Jurisprudência mineira - Jurisprudência cível apelação cível – Ação declaratória – Inexistência de união estável – Nulidade da escritura pública – Invalidade do negócio jurídico – Agente incapaz

- A Escritura Pública de Declaração de União Estável, lavrada em notas de tabelião, nos termos do art. 215 do Código Civil, é documento dotado de fé pública, fazendo prova plena.

- Contudo, a validade do negócio jurídico requer o preenchimento dos requisitos descritos no art. 104, quais sejam agente capaz, objeto lícito, possível, determinado ou determinável, forma prescrita ou não defesa em lei.

- Considerando que o interessado estava interditado quando da lavratura da Escritura Pública de Declaração de União Estável, impossível concluir pela validade do negócio jurídico celebrado.

- Todavia, a nulidade da Escritura Pública de Declaração de União Estável, por si só, não implica a inexistência de união estável, uma vez que o requerente não comprovou a ausência dos requisitos configuradores da união estável.

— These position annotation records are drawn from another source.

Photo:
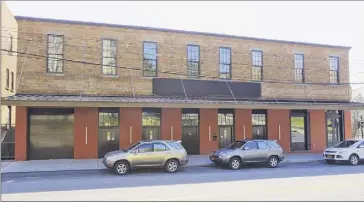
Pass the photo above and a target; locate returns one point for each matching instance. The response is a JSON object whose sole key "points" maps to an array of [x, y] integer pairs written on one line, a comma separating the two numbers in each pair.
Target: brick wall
{"points": [[86, 79]]}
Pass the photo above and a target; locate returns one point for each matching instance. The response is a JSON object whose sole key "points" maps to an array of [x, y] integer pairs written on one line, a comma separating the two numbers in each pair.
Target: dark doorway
{"points": [[299, 130], [259, 122], [151, 122], [51, 133], [190, 131], [226, 127], [334, 127], [108, 130]]}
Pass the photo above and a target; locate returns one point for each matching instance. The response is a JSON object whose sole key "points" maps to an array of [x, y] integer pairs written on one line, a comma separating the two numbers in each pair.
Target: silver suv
{"points": [[249, 151], [158, 153]]}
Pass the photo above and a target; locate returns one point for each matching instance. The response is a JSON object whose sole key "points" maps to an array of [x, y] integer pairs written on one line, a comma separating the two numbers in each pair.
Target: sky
{"points": [[336, 23]]}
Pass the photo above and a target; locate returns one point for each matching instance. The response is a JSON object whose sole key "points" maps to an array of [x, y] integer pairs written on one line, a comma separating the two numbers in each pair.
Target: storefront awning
{"points": [[172, 102]]}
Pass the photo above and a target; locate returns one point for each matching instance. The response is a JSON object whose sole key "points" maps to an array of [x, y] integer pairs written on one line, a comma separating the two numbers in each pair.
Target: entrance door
{"points": [[108, 140], [151, 133], [50, 134], [190, 139], [226, 136]]}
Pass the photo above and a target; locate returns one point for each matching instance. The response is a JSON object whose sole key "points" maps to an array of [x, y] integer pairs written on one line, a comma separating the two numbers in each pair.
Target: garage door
{"points": [[50, 134]]}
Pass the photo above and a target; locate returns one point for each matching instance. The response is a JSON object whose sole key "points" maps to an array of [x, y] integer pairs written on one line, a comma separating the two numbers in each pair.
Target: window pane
{"points": [[145, 148], [108, 118], [151, 119], [263, 145], [160, 147], [252, 145]]}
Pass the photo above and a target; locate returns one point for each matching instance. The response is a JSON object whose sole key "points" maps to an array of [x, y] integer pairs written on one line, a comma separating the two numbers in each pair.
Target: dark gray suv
{"points": [[249, 151]]}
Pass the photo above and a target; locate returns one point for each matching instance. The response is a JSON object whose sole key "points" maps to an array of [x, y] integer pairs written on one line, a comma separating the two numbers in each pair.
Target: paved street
{"points": [[310, 181]]}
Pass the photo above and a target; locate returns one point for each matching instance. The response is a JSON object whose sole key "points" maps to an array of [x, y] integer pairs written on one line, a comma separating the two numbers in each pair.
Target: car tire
{"points": [[172, 166], [234, 163], [330, 162], [121, 168], [353, 160], [273, 162]]}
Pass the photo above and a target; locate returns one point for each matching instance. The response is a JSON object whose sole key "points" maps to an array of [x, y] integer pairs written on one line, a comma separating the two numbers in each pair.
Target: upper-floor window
{"points": [[108, 56], [150, 59], [225, 63], [55, 53], [193, 61], [334, 69], [12, 81], [298, 68], [257, 65], [7, 79]]}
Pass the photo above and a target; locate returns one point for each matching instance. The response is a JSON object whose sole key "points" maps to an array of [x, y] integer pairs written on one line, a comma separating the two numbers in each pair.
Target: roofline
{"points": [[175, 31]]}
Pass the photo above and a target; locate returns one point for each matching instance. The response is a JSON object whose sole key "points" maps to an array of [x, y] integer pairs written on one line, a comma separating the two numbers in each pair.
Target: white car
{"points": [[351, 150]]}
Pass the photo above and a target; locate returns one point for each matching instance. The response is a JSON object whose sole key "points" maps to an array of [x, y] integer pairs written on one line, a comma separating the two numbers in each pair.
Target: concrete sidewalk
{"points": [[96, 164]]}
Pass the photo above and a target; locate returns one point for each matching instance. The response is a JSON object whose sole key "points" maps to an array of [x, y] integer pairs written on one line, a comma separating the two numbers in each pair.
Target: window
{"points": [[151, 121], [298, 68], [160, 147], [144, 148], [55, 54], [176, 145], [225, 63], [7, 79], [257, 65], [150, 59], [251, 145], [225, 119], [193, 61], [262, 145], [12, 81], [334, 70], [108, 57], [259, 124], [108, 117], [190, 119]]}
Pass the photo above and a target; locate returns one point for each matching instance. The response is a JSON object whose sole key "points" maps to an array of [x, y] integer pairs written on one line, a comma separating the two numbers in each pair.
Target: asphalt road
{"points": [[310, 181]]}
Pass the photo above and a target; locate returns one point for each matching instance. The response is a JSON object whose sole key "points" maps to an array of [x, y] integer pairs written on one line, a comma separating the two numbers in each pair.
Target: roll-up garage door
{"points": [[51, 133]]}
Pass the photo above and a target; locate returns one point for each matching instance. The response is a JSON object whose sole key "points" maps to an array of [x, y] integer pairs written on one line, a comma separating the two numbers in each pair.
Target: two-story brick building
{"points": [[87, 88]]}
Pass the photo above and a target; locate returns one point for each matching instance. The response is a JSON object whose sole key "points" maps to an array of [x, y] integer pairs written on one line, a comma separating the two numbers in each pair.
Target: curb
{"points": [[105, 169]]}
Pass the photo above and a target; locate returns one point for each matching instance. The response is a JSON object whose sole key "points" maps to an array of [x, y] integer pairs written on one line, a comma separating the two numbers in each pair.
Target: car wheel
{"points": [[234, 163], [121, 168], [273, 162], [172, 166], [354, 160], [330, 161]]}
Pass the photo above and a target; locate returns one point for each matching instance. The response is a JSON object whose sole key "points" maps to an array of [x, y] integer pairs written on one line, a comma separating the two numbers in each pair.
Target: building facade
{"points": [[9, 32], [88, 88]]}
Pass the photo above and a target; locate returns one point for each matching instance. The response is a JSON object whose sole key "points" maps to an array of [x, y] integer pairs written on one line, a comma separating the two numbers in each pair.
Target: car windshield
{"points": [[236, 145], [345, 144], [131, 147]]}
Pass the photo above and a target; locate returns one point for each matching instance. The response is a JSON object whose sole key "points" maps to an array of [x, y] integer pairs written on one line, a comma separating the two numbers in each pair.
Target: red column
{"points": [[171, 120], [243, 119], [208, 129], [130, 126], [347, 122], [21, 133], [317, 130], [86, 133], [279, 123]]}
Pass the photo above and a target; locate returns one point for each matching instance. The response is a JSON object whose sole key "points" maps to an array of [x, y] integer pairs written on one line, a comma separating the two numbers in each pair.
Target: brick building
{"points": [[107, 86]]}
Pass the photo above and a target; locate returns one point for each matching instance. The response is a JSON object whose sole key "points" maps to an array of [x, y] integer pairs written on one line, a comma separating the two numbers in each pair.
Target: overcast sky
{"points": [[337, 23]]}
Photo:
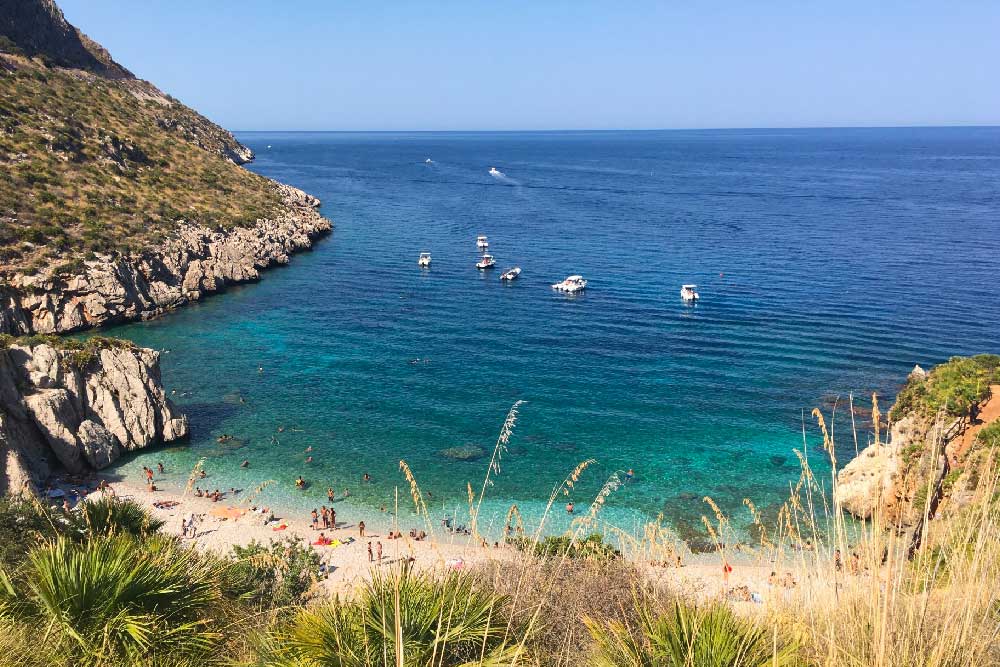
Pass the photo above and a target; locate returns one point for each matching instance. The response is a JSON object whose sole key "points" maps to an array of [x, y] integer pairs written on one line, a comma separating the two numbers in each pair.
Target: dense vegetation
{"points": [[89, 165], [80, 352], [954, 388]]}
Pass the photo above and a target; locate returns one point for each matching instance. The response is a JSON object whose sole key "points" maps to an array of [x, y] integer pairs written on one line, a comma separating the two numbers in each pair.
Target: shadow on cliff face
{"points": [[206, 419]]}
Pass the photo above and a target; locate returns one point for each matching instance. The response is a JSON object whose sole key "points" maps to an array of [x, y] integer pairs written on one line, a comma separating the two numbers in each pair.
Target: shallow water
{"points": [[828, 262]]}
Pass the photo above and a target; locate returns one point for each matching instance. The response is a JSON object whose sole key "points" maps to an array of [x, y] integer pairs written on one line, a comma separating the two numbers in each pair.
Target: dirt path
{"points": [[989, 414]]}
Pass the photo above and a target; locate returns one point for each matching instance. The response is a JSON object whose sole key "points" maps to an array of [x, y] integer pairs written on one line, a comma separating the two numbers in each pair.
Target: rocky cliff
{"points": [[933, 456], [193, 262], [76, 406]]}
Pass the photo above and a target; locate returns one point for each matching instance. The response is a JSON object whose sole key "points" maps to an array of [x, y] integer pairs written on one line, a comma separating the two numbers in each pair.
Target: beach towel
{"points": [[228, 512]]}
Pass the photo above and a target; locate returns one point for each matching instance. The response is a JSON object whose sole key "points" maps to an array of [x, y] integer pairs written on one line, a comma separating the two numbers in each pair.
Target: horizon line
{"points": [[664, 129]]}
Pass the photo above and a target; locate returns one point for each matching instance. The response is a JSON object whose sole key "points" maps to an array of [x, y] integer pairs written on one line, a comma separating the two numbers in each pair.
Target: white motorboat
{"points": [[688, 293], [571, 284]]}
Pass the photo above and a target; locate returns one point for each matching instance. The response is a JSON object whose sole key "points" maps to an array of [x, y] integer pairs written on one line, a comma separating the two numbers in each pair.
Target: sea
{"points": [[828, 261]]}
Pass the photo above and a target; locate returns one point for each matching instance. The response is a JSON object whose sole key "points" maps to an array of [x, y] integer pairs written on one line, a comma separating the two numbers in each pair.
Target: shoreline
{"points": [[441, 551]]}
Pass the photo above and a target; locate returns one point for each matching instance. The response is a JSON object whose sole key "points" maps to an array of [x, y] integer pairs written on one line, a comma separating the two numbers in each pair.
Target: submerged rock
{"points": [[464, 453]]}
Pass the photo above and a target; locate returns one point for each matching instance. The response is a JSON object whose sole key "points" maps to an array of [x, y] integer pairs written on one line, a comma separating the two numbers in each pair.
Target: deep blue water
{"points": [[828, 262]]}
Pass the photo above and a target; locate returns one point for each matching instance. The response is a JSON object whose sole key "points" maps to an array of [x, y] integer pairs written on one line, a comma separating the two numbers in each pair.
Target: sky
{"points": [[537, 65]]}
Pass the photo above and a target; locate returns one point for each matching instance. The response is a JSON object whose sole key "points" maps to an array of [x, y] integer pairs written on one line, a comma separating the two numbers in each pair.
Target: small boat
{"points": [[688, 293], [571, 284]]}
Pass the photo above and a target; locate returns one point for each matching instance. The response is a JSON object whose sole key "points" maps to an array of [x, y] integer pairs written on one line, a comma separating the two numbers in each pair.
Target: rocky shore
{"points": [[194, 262], [77, 406]]}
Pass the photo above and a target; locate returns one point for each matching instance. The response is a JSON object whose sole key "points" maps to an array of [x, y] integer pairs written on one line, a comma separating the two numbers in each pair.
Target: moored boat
{"points": [[689, 293], [571, 284]]}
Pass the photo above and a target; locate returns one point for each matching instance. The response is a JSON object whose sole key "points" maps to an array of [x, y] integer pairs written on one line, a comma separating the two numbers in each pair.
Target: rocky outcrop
{"points": [[196, 261], [78, 409], [887, 478]]}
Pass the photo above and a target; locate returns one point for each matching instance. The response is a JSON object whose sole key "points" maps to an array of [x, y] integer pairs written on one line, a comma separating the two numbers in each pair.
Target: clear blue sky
{"points": [[465, 64]]}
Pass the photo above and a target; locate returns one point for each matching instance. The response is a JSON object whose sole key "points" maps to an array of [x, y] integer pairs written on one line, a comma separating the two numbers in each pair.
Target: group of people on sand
{"points": [[325, 518], [215, 496], [774, 581]]}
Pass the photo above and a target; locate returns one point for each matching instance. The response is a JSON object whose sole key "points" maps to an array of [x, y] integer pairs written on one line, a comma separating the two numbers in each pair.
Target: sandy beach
{"points": [[349, 563]]}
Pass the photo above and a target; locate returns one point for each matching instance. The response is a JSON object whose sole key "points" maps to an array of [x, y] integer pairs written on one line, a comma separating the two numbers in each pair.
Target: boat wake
{"points": [[502, 177]]}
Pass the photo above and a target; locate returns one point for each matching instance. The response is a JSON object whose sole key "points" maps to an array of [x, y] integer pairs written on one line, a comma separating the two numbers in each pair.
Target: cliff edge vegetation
{"points": [[117, 201]]}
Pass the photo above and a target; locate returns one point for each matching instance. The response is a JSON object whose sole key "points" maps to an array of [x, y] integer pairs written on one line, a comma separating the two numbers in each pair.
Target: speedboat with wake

Apelação Cível nº 1.0000.21.036522-7/002 - Comarca de Formiga - Apelante: B.F.C. - Apelado: I.O. - Relator: Des. Carlos

Roberto de Faria.

Acórdão 

Vistos etc., acorda, em Turma, a 8ª Câmara Cível Especializada do Tribunal de Justiça do Estado de Minas Gerais, na conformidade da ata dos julgamentos, em dar parcial provimento ao recurso, nos termos do voto do 1º vogal, vencido parcialmente o Relator.

Belo Horizonte, 14 de março de 2024. - Carlos Roberto de Faria. – Relator.

Voto

DES. CARLOS ROBERTO DE FARIA - Trata-se de apelação cível, interposta por B.F.C., em face da sentença proferida pelo juiz da Vara de Família, Sucessões e Cível da Infância e da Juventude de Formiga, nos autos da ação declaratória de inexistência de união estável, proposta pelo apelante em desfavor de I.O.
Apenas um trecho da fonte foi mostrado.